2019年03月02日 | 学年だよりなど

  学年だより「声かけ力(4)」


 岸田さんは、病床で心理カウンセラーの勉強をはじめた。
 リハビリもはじまった。リハビリのつらさに、病室で枕に顔を押しつけて泣く日もあったが、大好きなミスチルの歌を聞きながら、頑張り続けた。
 ある日、奈美さんがこんな提案をする。
「ママ、うちの会社で働いてみない? 研修サービスの講師をいま必要としているの」
 大勢の人の前で自分が話せるのだろうか、失敗して娘に迷惑をかけることにならないか……。
 不安にかられながらも、車椅子の社長、垣内俊哉さんにも勧められ、チャレンジすることにした。
 「私は岸田ひろ実と申します。ご覧の通り、車いすに乗っています。今日は私に起こった転機と気づきを、皆さんにお伝えしたいと思います」……
 原稿を間違えてないか、時間通りに進行しているかで頭のなかは一杯だ。
 周囲の反応を感じる余裕もなく、はじめての講演を終え、ホテルで泥のように眠る。
 翌日、参加者のある女性スタッフがかけよって岸田さんの涙ながらに手をにぎる。
「昨日のお話、感動しました。
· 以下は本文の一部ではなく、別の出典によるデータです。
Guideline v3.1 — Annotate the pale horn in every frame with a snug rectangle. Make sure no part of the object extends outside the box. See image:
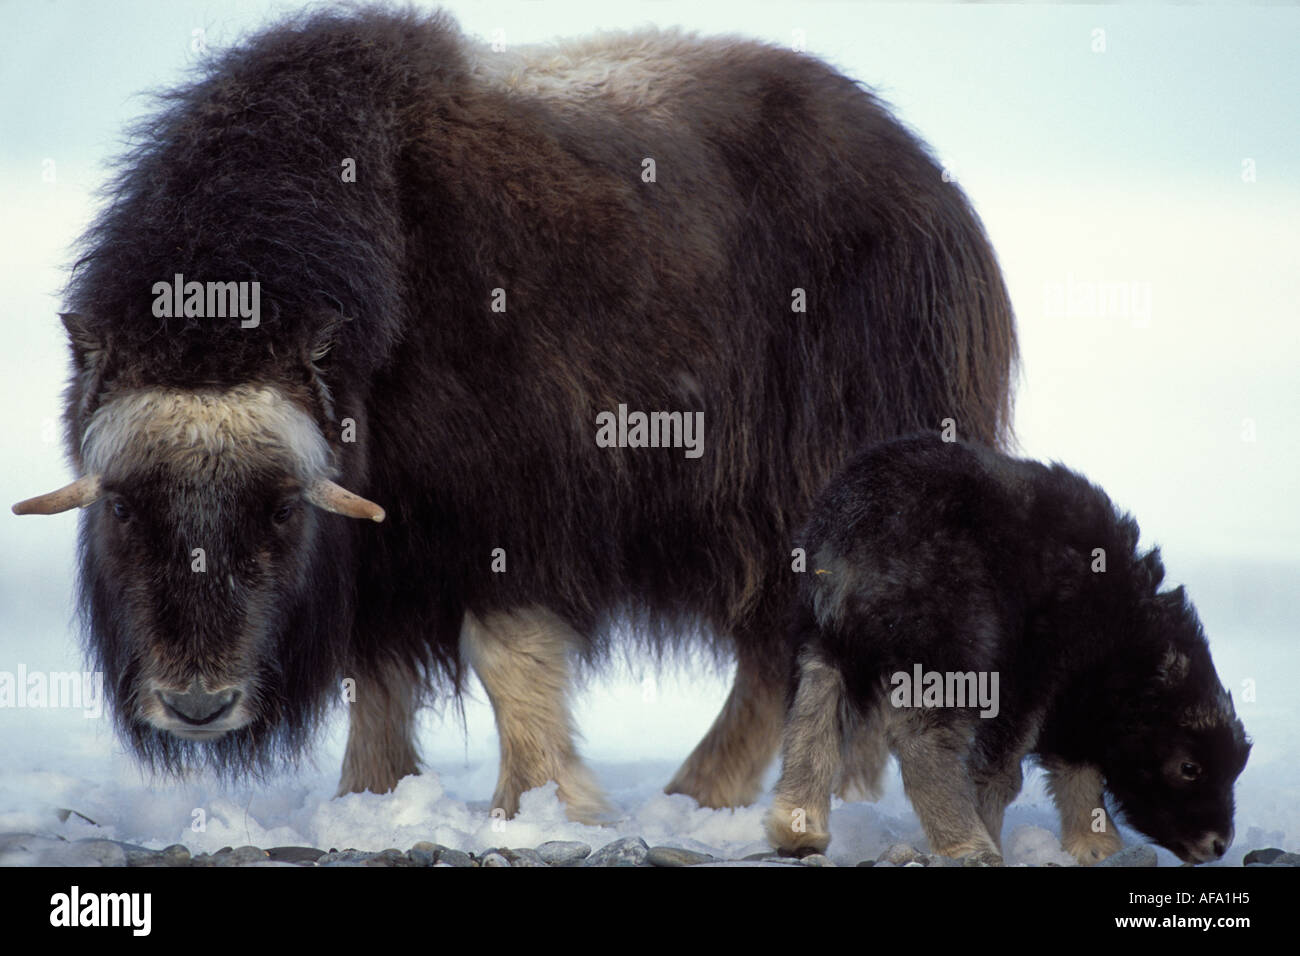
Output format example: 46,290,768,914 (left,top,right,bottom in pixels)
12,475,103,515
305,479,386,522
岸田さんにような方に喜んでもらえるお店を作ります!」
 つい自分ももらい泣きしながら、ずっと緊張していた神経が緩んでいく。
 その後、受け取った100枚以上のアンケートには、様々なメッセージが寄せられていた。


 ~ 「私にも娘がいるので感情移入しました。お話を開くことができて本当によかったです」
「車いすに乗っている人が困ることについて、よくわかりました。押し方のコツを直接教えてもらったので、自信を持って接客できそうです」
 帰りの新幹線の中で一枚一枚目を通して、また涙が溢れました。
 隣に座って心配そうに私を覗き込む奈美に向かって、言いました。
「今、車いすに乗っていて初めてよかったと思えたよ。こんな私でも必要としてくれる人たちがたくさんいるんだね」 「ママ……」
「私にこんな機会をつくってくれて、本当にありがとう。死なないでよかった。あなたのおかげだよ」そう伝えると、奈美の目はみるみるうちに潤んでいきました。 (岸田ひろ実『ママ、死にたいなら死んでもいいよ』致知出版社) ~


 「ママは2億パーセント大丈夫」という娘の言葉が本当になった瞬間だった。
 その後、正式に「ミライロ」の一員になり、全国をとびまわって活動する岸田さんが、講演や研修で伝えているのは、「さりげない気配り」だ。
 「無関心」か「過剰」が、日本人の独特の反応だと岸田さんは言う。気になっていながら、どうしていいかわからずに知らないフリをする「無関心」、親切心でいきなり車椅子を動かされて怖い思いをさせてしまう「過剰」……。
 まずは、気持ちを尋ねてみてほしいという。
 「何かお手伝いできることはありますか?」と。
 「何かお手伝いしましょか?……ゆーても僕、何したらええかわからんので教えてください」
 笑顔で声をかける小藪さんは、講師の側にいる岸田さんでさえ感動してしまう「声かけ」だった。